Updated

House Republicans and Democrats agreed Thursday to dismantle the Immigration and Naturalization Service, which has come under intense criticism since the Sept. 11 attacks.

Under their plan, the INS would be replaced by separate bureaus for enforcement of immigration law and for providing immigration services. The bureaus would report to an assistant attorney general for immigration affairs, who would be the No. 3 official in the Justice Department.

"This agreement will allow Republicans and Democrats in Congress, in concert with the Bush administration, to work together on fundamentally dismantling the INS," said Rep. James Sensenbrenner, who chairs the House Judiciary Committee, which has oversight of the INS.

The plan combines two bills, one sponsored by Sensenbrenner, R-Wis., and Rep. George Gekas, R-Pa.; the other by Michigan Rep. John Conyers, the Judiciary Committee's senior Democrat, and Rep. Sheila Jackson Lee, D-Texas.

"We want this to be a comprehensive response to the disaster of immigration affairs," Lee said.

The INS has been criticized for years because of long backlogs of applications for benefits such as naturalization or permanent residency. INS supporters and critics say the agency is burdened with conflicting missions to help immigrants enter and stay in the country and to identify and keep out those who try to enter illegally or who may pose a danger.
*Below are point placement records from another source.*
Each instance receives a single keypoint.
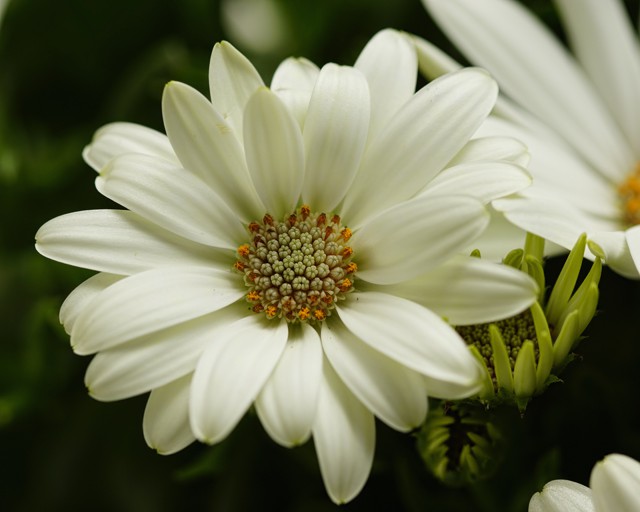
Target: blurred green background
(68, 67)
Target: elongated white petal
(151, 361)
(562, 496)
(232, 80)
(206, 145)
(173, 198)
(166, 417)
(121, 138)
(535, 70)
(393, 392)
(344, 437)
(559, 172)
(500, 238)
(605, 43)
(615, 481)
(632, 236)
(149, 302)
(419, 140)
(621, 250)
(432, 61)
(84, 293)
(546, 217)
(389, 62)
(288, 401)
(469, 291)
(293, 82)
(119, 242)
(335, 132)
(412, 335)
(493, 149)
(275, 152)
(231, 373)
(405, 240)
(485, 181)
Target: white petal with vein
(231, 373)
(344, 437)
(288, 401)
(151, 301)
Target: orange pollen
(304, 313)
(629, 192)
(271, 311)
(319, 314)
(345, 285)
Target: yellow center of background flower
(629, 192)
(297, 268)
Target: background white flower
(614, 483)
(580, 117)
(181, 270)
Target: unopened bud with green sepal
(523, 354)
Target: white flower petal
(500, 238)
(119, 242)
(412, 335)
(344, 437)
(412, 237)
(335, 132)
(432, 61)
(535, 70)
(151, 361)
(559, 172)
(562, 496)
(232, 80)
(172, 198)
(275, 152)
(492, 149)
(469, 291)
(166, 417)
(149, 302)
(293, 82)
(615, 481)
(621, 250)
(546, 217)
(606, 45)
(231, 373)
(485, 181)
(288, 401)
(78, 299)
(116, 139)
(393, 392)
(418, 141)
(206, 145)
(389, 62)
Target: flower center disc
(297, 268)
(629, 191)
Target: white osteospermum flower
(580, 116)
(232, 278)
(615, 487)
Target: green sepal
(501, 363)
(524, 371)
(566, 282)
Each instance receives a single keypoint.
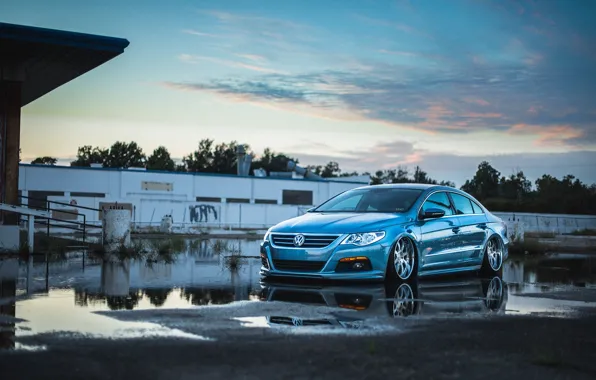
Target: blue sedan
(387, 232)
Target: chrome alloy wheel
(403, 302)
(404, 256)
(494, 251)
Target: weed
(194, 244)
(528, 247)
(540, 235)
(220, 246)
(584, 232)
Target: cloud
(194, 59)
(394, 25)
(453, 167)
(200, 34)
(436, 101)
(253, 57)
(450, 84)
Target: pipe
(303, 171)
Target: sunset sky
(370, 84)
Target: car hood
(339, 222)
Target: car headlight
(266, 237)
(364, 238)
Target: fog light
(353, 264)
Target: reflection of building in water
(155, 271)
(115, 278)
(157, 297)
(9, 270)
(513, 272)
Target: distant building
(191, 198)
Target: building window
(209, 199)
(237, 200)
(266, 201)
(87, 195)
(297, 197)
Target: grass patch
(584, 232)
(528, 247)
(540, 235)
(234, 262)
(220, 246)
(150, 250)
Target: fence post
(240, 215)
(84, 228)
(30, 232)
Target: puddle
(198, 295)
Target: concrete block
(116, 229)
(9, 238)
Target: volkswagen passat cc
(397, 231)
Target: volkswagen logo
(298, 240)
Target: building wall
(551, 223)
(191, 199)
(211, 200)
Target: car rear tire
(492, 262)
(403, 261)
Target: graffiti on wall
(201, 213)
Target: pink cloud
(550, 135)
(197, 58)
(478, 101)
(486, 115)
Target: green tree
(331, 170)
(125, 155)
(515, 187)
(160, 159)
(273, 162)
(201, 159)
(87, 155)
(45, 160)
(225, 159)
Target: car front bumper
(330, 259)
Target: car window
(462, 204)
(438, 200)
(349, 203)
(477, 208)
(374, 199)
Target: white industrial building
(192, 199)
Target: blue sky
(370, 84)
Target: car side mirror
(432, 213)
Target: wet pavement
(199, 299)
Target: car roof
(413, 186)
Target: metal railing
(70, 224)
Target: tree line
(497, 192)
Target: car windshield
(372, 200)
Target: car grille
(265, 262)
(299, 265)
(310, 241)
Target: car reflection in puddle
(461, 297)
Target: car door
(472, 224)
(439, 245)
The terror attacks exposed some of the agency's deficiencies in tracking foreign visitors. Attorney General John Ashcroft said the attacks added new urgency to INS restructuring, and Commissioner James Ziglar set out to create clearer divisions between INS benefits and enforcement duties while keeping the agency intact.

Pressure for more sweeping change intensified in the last two weeks after student visa paperwork for two Sept. 11 hijackers were delivered to a Florida flight school six months after the attacks. President Bush said he was "plenty hot" after learning of the blunder, and this week his domestic security team recommended the INS and Customs Service be merged to create a single border control agency.

White House spokesman Taylor Gross said Bush agrees major change is needed and will work with Congress.

Sen. Edward M. Kennedy, D-Mass., is preparing to introduce INS reform legislation in the Senate. His bill would split the INS into two agencies. Rather than an assistant attorney general in the Justice Department, Kennedy wants an independent administrator appointed by the president to oversee the separate immigration bureaus.

"This is not the time to diminish the authority of the person running the nation's immigration agency," said Stephanie Cutter, Kennedy's spokeswoman. "We need to maintain strong overall leadership to ensure uniformity and decisive action in a crisis. The House legislation does not provide for that leadership."